Functional Medicine

Why we should take Stress seriously and 5 tips to manage it

By October 10, 2018 No Comments
lifestyle medicine

We are seeing an epidemic of stress. Even people who appear to have it all figured out are really struggling on the inside with chronic daily stress. Busy people with jobs, families, and a social life are risking their health by being 100% on all day long.

 

Our bodies weren’t designed to be in a constant “fight or flight” status all day everyday. There is a natural ebb and flow to what our bodies can do. For example, historically, we could use a spurt of energy to run away from a tiger, and then rest until the next threat approached.

 

Today we are bombarded with constant tasks and no built-in break time at work or even between work and home responsibilities to recharge. This chronic secretion of our stress hormones is putting us at risk for chronic disease in insidious ways.

 

Studies show that high social stress puts us more at risk for chronic disease mortality than smoking. And recently, JAMA published a study showing that life stressors increase our risk of developing autoimmune disease.

 

Stress leads to high blood pressure, trouble sleeping, weight gain, headaches, neck pain, interferes with our hormones balance, and it can even change the balance of gut bacteria.

 

The good news is that simple changes can help you get a handle on stress.

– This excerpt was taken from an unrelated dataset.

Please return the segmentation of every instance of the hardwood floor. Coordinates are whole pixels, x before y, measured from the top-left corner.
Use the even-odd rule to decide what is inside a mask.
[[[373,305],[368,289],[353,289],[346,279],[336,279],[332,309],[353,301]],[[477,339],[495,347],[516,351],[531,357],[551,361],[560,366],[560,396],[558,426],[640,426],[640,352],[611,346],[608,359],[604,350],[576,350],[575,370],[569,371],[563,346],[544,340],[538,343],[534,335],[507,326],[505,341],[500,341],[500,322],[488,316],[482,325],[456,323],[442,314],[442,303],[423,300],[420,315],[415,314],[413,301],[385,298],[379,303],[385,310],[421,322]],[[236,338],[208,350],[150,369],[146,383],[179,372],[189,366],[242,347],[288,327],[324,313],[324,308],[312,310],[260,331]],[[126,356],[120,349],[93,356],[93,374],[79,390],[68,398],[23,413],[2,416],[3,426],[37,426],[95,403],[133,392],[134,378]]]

Here are 5 starting points:

 

  1. Plan breaks. Maybe it’s a 5 minute break every hour (which has been shown to increase focus and productivity), or maybe it’s a break in between work and home, like low impact restorative Yoga to help you feel more present once your arrive home.
  2. Schedule it out. Upgrade your to-do lists, which aren’t always helpful in actually accomplishing the to-dos. Instead, place each to-do item on your calendar, either on your daily, weekly, or monthly schedule with an assigned allotted amount of time that each task will take.
  3. Breathe. Simply the act of slow deep breaths can calm stress in the moment. Try box breathing. Breathe in slowly through your nose for 4 count thinking about expanding your belly with your breath, hold for 4 count, breath out for 4 feeling your shoulders relax, and hold for 4 count. Repeat x 3.
  4. Meditate. Studies have shown that spending 5-10 minutes can improve productivity for the day, and meditating twice a day can lower blood pressure by 5 points. Meditation can be as simple as sitting in a quiet room and listening to a meditation app like Headspace, Calm, Insight Timer, or 10% Happier.
  5. Unplug. Disconnect from your devices to re-connect with yourself and your surroundings. Try putting yourself in airplane mode overnight or giving devices a rest for 24 hours over a weekend.

These tips don’t need a lot of effort or time, but they can require practice to get into the habit of doing. The health benefits are worth it as a simple daily habit can start to reverse the effects of stress.

References:

 

Song, H. Fang, F. Association of Stress-related disorders with subsequent autoimmune disease. JAMA. 2018; 319(23) 2388-2400.

 

National Institutes of Health: Meditation.